Supervisor: Eugene McCann
B.A. (with Distinction), History, Simon Fraser University
Certificate in Urban Studies, Simon Fraser University
A.A., Global Stewardship, Capilano University
Research: Urban Geographies of Home
I am really passionate about urban geography, and approaching urban issues from a critical, intersectional, feminist perspective, particularly: housing, the politics of place, and how women’s ability to carry out their everyday lives within the urban built environment is shaped and impacted by intersecting political processes.
Currently I am using a critical feminist framework to examine our understandings of home within an urban context. I am interested in exploring the conceptual and political importance of a focus on the practices and politics of producing home, and how shifting understandings of social reproduction are impacting the relationship between home production, care work, and the surrounding neighbourhood where people engage with their communities. This research is focused on alternative low-income housing sites in Vancouver, Canada.
While housing crises typically focus on the exchange value of housing as a form and a commodity, housing’s use value, as a home, is formative to our everyday lives, and therefore needs to be included in housing discourse.

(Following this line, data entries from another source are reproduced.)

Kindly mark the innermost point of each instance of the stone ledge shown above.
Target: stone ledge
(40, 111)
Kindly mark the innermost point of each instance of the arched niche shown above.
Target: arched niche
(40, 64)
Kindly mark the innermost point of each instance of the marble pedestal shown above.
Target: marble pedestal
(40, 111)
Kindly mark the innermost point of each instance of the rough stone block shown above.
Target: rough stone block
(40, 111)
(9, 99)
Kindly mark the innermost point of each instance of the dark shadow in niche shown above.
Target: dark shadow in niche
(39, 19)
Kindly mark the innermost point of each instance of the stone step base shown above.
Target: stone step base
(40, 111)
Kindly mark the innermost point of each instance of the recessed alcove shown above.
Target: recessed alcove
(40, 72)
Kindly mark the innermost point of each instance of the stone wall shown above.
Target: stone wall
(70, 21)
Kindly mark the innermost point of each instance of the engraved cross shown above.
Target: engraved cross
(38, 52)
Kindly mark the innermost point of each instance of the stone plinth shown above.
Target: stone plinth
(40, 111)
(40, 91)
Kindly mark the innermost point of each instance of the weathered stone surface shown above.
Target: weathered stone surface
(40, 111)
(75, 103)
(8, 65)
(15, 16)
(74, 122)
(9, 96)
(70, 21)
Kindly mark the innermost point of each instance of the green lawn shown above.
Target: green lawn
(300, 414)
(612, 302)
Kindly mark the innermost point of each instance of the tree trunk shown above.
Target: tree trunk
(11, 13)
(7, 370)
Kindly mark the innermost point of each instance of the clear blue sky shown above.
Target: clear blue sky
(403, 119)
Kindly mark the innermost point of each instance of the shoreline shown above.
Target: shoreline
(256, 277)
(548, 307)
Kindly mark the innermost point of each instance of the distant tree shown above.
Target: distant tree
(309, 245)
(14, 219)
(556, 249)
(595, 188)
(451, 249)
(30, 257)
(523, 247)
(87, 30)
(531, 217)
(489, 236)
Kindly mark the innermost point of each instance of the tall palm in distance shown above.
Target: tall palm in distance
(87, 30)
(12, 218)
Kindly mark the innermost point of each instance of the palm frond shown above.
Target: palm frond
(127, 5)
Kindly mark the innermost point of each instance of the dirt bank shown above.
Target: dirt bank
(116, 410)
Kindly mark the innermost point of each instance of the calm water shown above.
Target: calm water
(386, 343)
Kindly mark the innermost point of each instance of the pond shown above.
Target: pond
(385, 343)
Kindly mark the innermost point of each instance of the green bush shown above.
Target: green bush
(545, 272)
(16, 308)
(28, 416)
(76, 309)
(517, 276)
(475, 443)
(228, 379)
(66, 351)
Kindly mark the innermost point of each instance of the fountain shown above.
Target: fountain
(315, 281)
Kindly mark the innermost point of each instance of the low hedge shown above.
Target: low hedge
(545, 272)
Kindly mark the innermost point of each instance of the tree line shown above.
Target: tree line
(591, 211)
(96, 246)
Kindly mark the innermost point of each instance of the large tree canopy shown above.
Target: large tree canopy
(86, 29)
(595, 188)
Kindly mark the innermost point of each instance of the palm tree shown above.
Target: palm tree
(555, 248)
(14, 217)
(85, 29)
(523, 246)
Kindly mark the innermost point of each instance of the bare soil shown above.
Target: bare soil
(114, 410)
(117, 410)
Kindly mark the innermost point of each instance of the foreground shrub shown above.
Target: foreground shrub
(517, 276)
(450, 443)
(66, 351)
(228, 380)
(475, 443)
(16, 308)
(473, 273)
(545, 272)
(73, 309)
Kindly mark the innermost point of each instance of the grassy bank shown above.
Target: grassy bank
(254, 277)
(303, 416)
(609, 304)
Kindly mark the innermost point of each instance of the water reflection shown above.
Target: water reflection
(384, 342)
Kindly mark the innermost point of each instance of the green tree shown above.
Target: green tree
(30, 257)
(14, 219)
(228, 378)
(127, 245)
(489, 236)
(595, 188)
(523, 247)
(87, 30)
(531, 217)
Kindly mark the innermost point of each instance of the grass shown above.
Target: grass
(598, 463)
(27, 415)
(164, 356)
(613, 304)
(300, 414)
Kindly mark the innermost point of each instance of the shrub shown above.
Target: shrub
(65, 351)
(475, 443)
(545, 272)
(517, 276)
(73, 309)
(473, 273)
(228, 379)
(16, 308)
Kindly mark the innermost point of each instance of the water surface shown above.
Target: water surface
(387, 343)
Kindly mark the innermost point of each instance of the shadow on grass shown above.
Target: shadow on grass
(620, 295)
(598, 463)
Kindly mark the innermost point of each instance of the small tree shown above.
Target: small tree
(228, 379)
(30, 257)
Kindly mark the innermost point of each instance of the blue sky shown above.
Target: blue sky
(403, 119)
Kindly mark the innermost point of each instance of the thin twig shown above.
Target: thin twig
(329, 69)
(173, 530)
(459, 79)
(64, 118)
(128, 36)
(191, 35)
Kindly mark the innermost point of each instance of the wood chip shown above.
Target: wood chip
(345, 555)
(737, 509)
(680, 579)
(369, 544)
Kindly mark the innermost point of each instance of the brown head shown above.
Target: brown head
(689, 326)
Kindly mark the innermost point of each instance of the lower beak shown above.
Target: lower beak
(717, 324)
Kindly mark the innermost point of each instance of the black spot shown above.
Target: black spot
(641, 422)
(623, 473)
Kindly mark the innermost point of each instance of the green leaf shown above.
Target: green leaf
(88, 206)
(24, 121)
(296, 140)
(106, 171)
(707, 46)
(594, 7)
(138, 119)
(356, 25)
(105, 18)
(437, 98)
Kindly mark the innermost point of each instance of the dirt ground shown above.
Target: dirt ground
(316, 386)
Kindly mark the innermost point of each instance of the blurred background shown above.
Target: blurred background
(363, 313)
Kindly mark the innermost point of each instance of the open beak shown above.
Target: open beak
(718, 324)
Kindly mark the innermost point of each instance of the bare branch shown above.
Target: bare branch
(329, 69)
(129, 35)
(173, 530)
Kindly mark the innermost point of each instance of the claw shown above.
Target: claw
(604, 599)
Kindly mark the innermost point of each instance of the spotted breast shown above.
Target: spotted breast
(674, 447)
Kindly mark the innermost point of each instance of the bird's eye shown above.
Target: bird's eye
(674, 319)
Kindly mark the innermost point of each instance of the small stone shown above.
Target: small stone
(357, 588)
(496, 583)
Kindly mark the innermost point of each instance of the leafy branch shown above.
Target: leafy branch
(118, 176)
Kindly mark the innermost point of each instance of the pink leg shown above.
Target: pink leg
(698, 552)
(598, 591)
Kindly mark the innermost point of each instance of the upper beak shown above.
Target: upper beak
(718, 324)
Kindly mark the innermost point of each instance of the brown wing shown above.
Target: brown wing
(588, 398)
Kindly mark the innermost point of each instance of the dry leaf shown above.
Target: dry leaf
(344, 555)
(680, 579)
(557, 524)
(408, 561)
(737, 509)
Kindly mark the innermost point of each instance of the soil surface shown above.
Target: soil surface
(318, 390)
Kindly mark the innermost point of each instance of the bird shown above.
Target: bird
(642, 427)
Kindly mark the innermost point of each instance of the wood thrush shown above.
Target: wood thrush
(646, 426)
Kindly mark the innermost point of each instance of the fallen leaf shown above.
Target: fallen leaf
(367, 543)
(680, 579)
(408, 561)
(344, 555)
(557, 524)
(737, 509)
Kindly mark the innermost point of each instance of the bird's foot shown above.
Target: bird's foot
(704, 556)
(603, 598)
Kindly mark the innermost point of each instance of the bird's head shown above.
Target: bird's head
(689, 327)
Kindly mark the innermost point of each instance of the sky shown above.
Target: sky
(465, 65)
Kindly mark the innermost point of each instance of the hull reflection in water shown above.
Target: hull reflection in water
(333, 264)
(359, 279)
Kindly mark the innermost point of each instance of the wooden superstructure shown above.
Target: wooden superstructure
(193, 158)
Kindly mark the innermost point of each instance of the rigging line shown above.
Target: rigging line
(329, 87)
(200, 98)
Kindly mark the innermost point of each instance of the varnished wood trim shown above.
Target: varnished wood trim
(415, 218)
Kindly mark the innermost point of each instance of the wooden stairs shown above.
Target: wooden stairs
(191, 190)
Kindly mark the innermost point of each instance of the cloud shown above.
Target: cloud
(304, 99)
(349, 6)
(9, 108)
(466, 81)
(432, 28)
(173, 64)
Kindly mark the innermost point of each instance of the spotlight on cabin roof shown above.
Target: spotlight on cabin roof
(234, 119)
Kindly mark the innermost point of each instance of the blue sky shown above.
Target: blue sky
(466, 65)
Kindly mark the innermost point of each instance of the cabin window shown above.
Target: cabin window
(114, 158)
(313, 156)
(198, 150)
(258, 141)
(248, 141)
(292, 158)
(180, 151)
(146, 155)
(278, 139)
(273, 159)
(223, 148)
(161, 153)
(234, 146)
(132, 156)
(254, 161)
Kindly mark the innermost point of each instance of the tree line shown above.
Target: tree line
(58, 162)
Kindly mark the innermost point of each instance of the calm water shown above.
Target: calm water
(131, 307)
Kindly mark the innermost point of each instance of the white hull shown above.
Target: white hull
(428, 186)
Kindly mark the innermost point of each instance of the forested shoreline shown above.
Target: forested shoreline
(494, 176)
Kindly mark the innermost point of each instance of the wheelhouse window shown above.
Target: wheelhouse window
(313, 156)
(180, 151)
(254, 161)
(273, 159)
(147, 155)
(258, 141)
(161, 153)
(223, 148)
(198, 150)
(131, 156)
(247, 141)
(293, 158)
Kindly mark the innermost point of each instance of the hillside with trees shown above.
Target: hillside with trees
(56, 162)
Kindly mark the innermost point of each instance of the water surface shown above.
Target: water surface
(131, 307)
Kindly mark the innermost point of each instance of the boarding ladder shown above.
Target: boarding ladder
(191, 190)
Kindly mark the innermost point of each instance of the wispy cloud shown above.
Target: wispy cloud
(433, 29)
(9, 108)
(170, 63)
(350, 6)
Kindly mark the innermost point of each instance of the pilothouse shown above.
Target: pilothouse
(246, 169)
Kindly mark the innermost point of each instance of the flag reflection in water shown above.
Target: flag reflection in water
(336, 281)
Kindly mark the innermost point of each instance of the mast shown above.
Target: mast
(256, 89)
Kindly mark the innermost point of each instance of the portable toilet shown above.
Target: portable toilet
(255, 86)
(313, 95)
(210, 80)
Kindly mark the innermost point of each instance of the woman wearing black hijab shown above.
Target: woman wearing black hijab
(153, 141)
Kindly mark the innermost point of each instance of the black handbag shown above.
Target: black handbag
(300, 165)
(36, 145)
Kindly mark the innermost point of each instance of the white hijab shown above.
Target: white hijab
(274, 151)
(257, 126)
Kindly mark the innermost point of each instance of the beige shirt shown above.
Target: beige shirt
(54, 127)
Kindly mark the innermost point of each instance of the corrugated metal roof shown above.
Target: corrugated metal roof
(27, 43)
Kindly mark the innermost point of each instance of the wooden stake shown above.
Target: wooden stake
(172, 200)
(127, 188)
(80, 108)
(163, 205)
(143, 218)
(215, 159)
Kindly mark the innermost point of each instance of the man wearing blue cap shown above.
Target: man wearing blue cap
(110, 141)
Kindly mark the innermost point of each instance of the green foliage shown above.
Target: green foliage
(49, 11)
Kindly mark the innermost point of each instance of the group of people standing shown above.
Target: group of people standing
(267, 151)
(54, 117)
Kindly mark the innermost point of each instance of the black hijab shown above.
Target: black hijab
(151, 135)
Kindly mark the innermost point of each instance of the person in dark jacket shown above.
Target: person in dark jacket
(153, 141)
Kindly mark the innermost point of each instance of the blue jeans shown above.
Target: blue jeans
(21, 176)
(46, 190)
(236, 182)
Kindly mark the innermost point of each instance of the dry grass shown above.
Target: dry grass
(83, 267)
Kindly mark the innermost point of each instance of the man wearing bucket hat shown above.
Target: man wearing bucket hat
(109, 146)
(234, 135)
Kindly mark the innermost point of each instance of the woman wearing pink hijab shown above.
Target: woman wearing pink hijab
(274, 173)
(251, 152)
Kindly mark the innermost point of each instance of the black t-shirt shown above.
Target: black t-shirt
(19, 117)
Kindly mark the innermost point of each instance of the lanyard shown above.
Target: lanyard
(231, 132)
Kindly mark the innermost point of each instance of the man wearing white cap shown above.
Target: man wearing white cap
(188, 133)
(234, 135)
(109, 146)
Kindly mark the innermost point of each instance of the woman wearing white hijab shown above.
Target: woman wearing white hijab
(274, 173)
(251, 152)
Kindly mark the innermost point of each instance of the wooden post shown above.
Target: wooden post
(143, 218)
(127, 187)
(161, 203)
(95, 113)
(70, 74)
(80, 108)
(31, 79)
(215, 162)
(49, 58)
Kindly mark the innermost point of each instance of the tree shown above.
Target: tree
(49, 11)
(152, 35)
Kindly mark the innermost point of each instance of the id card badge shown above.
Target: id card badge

Home is a place that holds the potential as a site for identity construction, safety, shelter, resistance, and social reproduction. Our relationship to home is complex, fluid, and shaped by our lived experiences, and while notions of the home are often idealized, it is necessary to problematize conceptions of what home means, and for whom: especially acknowledging heteronormative, patriarchal and nuclear family ideals that dominate many of the narratives.
I acknowledge that my research and education occurs on unceded Coast Salish land, on the traditional territories of the Musqueam, Squamish and Tsleil-Waututh First Nations. It is important to do so because in recognizing the land we are on, we acknowledge that the land was stolen from these First Nations by settler colonizers, and as such these remain Indigenous lands.